OCI image digest + ORAS Distribution Spec v1.1 referrers as the content-addressed substrate. In-toto Statement + SLSA v1.1 Build (and draft Source / Dependencies / Verification) predicates — provenance, not just hashes.

Sandbox teeth
jouleclaw-sandbox / -sandbox-audit

RuntimeClaim + CapabilitySet (bwrap / gVisor / Kata / Firecracker / Wasmtime). The audit harness MEASURES the escape gap with a read-only EnvironmentProbe trait and a SandboxEscapeBench-shaped category taxonomy — no escape-proof claim is made, only honest contradictions surfaced.

Transform graph
jouleclaw-transform / -transform-trx

First cross-tool Entity / Transform / TransformResult schema with PROV-O provenance for OSINT- and bio-KG-style fan-out. The TRX adapter speaks Maltego XML so JouleClaw transforms interoperate with the existing ecosystem.

Mech-interp
jouleclaw-mechinterp / -mechinterp-loader

FeatureActivation tuple + Neuronpedia identifier (Gemma Scope 2 / SAELens / TransformerLens alignment). Safetensors SAE header loader. LabelEvidence + VerifiedLabel so a feature description carries the evidence kind that justifies treating it as load-bearing.

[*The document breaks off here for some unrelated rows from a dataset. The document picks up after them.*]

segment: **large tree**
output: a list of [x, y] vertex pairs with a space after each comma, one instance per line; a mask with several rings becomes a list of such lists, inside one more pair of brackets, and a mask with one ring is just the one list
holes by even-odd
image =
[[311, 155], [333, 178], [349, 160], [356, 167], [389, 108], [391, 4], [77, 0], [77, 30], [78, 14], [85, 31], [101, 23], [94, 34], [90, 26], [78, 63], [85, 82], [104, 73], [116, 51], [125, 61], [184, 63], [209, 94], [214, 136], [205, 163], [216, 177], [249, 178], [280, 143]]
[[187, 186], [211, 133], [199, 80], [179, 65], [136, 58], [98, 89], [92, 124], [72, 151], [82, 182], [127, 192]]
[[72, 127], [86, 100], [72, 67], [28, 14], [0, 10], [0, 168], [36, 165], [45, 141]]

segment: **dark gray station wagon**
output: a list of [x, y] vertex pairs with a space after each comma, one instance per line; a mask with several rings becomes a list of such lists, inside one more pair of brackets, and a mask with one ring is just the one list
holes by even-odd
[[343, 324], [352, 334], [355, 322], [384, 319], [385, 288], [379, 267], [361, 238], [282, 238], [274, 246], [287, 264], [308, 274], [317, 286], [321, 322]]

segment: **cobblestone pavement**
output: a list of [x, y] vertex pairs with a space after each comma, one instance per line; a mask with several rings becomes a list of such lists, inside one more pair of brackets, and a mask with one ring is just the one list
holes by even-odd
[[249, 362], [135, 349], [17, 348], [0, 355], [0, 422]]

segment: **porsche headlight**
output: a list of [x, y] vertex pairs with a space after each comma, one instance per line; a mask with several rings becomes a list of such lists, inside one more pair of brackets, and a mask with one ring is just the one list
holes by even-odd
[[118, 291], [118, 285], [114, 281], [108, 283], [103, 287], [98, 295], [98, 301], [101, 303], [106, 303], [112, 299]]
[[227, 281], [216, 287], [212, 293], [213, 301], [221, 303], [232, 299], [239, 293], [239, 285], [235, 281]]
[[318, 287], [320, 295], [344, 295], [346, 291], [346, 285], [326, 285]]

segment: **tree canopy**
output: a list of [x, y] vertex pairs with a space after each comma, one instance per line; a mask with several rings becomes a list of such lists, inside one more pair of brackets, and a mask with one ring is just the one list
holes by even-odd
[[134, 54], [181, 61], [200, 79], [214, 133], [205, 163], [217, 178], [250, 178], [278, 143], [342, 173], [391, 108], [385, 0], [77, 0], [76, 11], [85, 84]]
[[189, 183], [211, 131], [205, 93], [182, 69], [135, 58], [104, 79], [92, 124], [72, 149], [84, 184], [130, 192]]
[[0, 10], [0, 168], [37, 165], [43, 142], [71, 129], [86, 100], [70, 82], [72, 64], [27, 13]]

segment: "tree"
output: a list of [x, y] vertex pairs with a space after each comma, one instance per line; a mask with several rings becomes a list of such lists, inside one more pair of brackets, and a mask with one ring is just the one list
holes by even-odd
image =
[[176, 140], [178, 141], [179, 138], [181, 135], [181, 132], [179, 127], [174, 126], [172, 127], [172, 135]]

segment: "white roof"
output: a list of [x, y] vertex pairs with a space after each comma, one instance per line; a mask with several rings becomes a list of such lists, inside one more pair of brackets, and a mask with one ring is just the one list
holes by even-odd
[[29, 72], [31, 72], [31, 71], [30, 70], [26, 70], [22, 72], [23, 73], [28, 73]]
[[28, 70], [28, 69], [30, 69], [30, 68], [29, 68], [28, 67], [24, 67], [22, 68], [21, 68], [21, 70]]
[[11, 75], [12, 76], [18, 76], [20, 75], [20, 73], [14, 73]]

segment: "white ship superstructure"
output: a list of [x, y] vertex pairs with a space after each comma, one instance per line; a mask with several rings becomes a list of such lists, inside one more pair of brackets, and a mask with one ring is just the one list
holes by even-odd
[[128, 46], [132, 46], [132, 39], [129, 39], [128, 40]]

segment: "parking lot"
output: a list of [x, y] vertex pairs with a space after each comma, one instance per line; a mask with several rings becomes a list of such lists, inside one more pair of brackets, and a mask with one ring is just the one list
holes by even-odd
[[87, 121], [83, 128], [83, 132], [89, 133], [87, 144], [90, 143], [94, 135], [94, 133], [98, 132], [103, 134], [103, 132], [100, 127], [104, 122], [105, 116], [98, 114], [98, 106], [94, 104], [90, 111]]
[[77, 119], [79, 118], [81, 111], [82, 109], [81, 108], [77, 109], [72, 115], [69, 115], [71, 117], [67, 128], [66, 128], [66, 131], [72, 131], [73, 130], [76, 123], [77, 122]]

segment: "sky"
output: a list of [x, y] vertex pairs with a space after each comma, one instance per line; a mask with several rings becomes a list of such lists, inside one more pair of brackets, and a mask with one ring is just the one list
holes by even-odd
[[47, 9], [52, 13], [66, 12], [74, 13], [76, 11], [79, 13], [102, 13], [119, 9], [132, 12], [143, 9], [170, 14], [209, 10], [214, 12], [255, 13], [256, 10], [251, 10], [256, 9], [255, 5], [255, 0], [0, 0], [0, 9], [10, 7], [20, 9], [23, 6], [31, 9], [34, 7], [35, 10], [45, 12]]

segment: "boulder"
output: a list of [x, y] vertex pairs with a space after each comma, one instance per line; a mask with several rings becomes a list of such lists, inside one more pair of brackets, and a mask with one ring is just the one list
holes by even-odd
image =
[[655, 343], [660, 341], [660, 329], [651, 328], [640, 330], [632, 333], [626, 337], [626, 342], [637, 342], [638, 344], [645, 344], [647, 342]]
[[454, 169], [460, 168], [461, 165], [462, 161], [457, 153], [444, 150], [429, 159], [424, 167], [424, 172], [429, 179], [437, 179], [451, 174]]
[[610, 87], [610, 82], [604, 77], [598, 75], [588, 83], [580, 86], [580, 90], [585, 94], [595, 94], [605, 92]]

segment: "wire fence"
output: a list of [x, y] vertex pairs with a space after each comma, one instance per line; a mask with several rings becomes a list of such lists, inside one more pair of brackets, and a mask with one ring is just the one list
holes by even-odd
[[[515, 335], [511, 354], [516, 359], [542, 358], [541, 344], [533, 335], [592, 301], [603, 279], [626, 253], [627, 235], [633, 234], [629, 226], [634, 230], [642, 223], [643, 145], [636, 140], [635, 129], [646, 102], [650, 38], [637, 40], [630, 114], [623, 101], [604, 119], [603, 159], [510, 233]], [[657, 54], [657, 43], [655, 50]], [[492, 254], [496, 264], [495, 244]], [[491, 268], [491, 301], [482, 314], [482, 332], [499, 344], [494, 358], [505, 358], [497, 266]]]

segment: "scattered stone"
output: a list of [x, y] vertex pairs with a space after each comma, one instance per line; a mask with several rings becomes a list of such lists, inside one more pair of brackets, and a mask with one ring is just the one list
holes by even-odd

Every honest narrowing — “no signature crypto in v1,” “no per-vendor TEE parsing,” “no Maltego XML wire form,” “no SAE weight loading” — closes through one of these crates. The wave-6 envelope shape stays; wave-7 fills in the bytes.

JCR-1 — JouleClaw Receipt Specification

A receipt the regulator can verify without our code.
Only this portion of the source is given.